Many popular CI tools like TeamCity or Team Foundation Server (TFS) provide an easy way to configure the build steps via their web interface:


While this is certainly a very convinient way to configure your CI pipeline, it might not be the best approach in the long run. Let's take a closer look why this is the case and why using scripting tools like Cake or PSake is a much better alternative.

Reasons to avoid configuring build pipeline as steps in a CI tool

ThoughtWorks summarized it very well in their recommendation to avoid Programming in your CI/CD tool. But let me reiterate and expand a little on those reasons:

1. Configuration is not in source control

Build pipeline is effectively a script even if it is defined visually via a web interface. Most of the build steps have a long list of arguments and settings that you enter into the configuration tool. This script, like any source code, can benefit greatly from version control.

Additionally, build configuration is normally coupled to the source code of your project. It knows where the things that need to be build are located, what version of the compiler needs to be used, what arguments need to be passed to the compiler, and so on. This means that when something changes in your source code that requires the change in the build configuration (e.g. upgrade to a new version of a framework or adding a new project), the build configuration needs to be changed together with the source code of the project.

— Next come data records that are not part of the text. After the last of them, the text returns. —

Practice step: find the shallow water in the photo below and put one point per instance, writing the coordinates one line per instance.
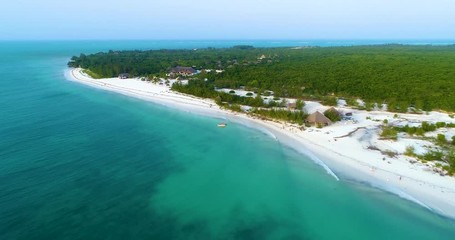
(81, 163)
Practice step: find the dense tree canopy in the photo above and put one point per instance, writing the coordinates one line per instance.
(401, 76)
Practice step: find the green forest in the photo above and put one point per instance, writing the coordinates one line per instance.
(422, 77)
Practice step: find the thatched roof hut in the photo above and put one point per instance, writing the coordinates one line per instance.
(318, 118)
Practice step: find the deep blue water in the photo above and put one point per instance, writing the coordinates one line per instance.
(81, 163)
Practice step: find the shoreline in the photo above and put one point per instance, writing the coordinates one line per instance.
(347, 156)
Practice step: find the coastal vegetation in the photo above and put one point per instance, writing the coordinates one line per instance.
(406, 78)
(444, 151)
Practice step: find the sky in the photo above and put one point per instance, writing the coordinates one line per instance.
(226, 19)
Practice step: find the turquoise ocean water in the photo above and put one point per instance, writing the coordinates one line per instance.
(81, 163)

2. Lack of portability and vendor lock-in

Putting all your eggs in one basket is never a good idea. "Hardcoding" all the build steps inside a specific CI vendor like TeamCity makes it very difficult to extract it and move to another tool.

3. Not possible to run on a developer's machine

Related to the previous point about lack of portability, having all the configuration inside the CI tool makes it impossible to run the CI build a developer's machine. Here we have two scenarios:

  • During day to day work developers cannot easily test their changes by running the CI build locally on their machines.
  • When making changes to the build pipeline itself the only way to test it is to run a test build on the build server. This might be difficult if your build servers are busy and the build queue is full. And if there is a mistake in the configuration everybody on the team will be affected.

The Alternative

The alternative is to use a scripting engine to write a single script that is stored together with your source code under source control and can be run anywhere, not just on the build server.

Which scripting engine to use depends on your environment, your skills and preferences. For example, .NET/C# developers might like Cake (or Fake), Ruby devs probably will use Rake, and so on.

The Role of a CI tool

When you have your build steps as a script in your source control the role of the CI tool is still important but limited to:

  • Triggers
    Decide when to run your script (e.g. on check-in or nightly).
  • Manage Build Artifacts
    If the build produces artifacts that can be downloaded by testers or deployed automatically by a continuous deployment pipeline.
  • Notifications
    Notify the team about build status.
  • Gatekeeping
    Prevent the code from getting into the main branch of your source control unless the build succeeds.

In other words, the CI tool is responsible for all the surrounding workflow, but the build steps part must contain only one step: the call to your build script.